In meiner Freizeit nähe, stricke und turne ich gerne. Wenn ich Erholung und Ablenkung suche, dann gehe ich in ein Konzert, in eine Oper oder in ein Schauspiel. Besonders gerne lausche ich der Musik von Mozart und Beethoven. Einen starken Eindruck haben die Aufführungen von Goethes Faust in mir hinterlassen, die ich vor zwei Jahren sah. Ich liebe Goethes Gedichte sehr und lese gerne in Stifters Werken.

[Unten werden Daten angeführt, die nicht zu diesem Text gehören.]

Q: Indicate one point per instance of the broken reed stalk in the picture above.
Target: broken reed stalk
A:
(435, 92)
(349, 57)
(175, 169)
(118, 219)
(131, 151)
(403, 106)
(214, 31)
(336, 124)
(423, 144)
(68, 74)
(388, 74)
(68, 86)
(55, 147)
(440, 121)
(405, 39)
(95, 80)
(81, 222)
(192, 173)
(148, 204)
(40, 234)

Von all meinen Reisen hat mich die in die Berge, im vergangenen Sommer, am meisten beeindruckt. Ich klettere sehr gerne, und es gibt für mich kein schöneres Gefühl, als auf mühsam erstiegenem Gipfel zu stehen und von dort die überwältigende Schönheit der riesigen Steinkolosse auf mich wirken zu lassen.

Meine liebsten Fächer sind Deutsch, Turnen und Musik. Mein Wahlfach ist Deutsch. Ich bitte höflichst, in diesem Fach geprüft zu werden.